Overall, lung gross pathology scoring showed that the tilmicosin-treated and NADC34-like PRRSV-2 infected pigs have significantly milder pathological lesions than the only challenged pigs (Figure 2(D)). During the autopsy, obvious lung consolidation could be observed in only NADC34-like PRRSV-2-infected pigs but not in mock-infected or tilmicosin-treated and NADC34-like PRRSV-2-infected pigs (Figure 2(E), lung gross lesion). In addition, histopathological examination identified severe degrees of widened alveolar septum and disseminated congestion in only infected pigs but obviously milder in tilmicosin-treated pigs (Figure 2(E), lung HE). PRRSV antigen was detected in only infected pigs but not in mock-infected or tilmicosin-treated pigs (Figure 2(E), lung IHC). Moreover, histopathological examination of the tonsil could observe the expansion of the germinal center light zone and loss of lymphocytes in the lymphoid follicle in the only infected pigs (Figure 2(E), tonsil HE). The immunohistochemical examination could also identify PRRSV antigen in tonsils from the only challenged pigs (Figure 2(E), tonsil IHC). These in vivo results further supported the antiviral activity of tilmicosin against currently prevalent NADC34-like PRRSV-2 isolates.

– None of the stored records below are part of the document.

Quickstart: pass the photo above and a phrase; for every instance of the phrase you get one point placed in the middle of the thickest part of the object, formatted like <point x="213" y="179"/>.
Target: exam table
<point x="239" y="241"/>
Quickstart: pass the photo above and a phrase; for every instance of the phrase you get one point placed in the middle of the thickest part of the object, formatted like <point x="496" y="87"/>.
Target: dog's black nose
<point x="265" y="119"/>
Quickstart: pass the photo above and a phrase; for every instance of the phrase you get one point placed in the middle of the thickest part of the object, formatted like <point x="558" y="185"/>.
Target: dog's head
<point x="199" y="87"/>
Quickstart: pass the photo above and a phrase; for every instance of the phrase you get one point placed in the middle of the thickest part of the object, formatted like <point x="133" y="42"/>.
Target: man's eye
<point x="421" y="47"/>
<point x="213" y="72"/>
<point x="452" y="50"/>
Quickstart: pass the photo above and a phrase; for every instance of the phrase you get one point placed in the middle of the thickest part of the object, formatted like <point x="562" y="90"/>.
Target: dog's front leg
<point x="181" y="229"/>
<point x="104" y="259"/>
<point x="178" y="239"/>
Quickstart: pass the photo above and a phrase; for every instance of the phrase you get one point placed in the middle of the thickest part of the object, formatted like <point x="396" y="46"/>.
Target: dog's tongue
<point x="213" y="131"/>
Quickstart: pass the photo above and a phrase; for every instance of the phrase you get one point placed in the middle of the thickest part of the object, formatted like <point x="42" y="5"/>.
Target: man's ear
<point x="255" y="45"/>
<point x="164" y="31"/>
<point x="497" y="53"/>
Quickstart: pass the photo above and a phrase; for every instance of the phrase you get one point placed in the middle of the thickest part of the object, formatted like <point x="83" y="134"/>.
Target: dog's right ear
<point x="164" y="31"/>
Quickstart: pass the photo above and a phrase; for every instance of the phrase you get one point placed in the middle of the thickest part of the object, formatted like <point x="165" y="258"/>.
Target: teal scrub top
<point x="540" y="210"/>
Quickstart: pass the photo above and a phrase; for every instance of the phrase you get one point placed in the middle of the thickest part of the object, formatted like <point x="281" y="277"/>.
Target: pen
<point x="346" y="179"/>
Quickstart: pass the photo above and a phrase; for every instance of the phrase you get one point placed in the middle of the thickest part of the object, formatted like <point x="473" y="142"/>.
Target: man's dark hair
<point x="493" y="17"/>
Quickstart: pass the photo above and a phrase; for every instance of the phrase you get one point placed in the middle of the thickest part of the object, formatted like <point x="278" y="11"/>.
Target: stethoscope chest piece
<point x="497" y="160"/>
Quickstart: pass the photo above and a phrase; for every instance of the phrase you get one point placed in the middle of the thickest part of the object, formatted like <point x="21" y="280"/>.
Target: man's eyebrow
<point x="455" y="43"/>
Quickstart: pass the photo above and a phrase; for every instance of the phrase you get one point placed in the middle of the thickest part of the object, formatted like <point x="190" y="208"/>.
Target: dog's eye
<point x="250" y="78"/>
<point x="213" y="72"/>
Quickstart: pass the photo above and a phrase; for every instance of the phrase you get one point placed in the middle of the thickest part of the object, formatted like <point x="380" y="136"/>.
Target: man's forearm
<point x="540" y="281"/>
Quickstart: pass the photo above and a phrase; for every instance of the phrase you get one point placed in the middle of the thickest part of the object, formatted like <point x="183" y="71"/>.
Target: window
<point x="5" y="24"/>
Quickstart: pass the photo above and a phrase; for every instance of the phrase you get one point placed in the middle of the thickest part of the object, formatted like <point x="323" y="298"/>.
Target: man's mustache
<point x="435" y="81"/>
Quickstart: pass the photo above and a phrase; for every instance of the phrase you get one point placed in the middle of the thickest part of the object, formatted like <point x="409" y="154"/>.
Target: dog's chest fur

Tilmicosin influences the expression of cell surface-related genes in PAMs

To explore how tilmicosin could inhibit PRRSV replication, six libraries from three groups in duplicates were submitted to transcriptomic sequencing. The three groups include mock-infected (NEG), NADC34-like PRRSV-2 infected (POS), and NADC34-like PRRSV-2 and 150 μg/ml tilmicosin treated (TIL) PAMs, respectively. RNA Sequencing (RNA-Seq) generated 6.04 to 10.52 billion clean data (bp) for each sample (Table S2). Quality tests showed that Q20 and Q30 of each sample were higher than 97.26% and 92.72%, respectively. Clean reads mapped to the reference sus scrofa genome ranged from 38.14 million (94.66%) to 66.48 million (94.75%), while uniquely mapped reads were from 37.02 million (97.06%) to 64.35 million (96.79%). These results indicated that the RNA-Seq data is qualified and has been submitted to the SRA database with accession No. PRJNA986285.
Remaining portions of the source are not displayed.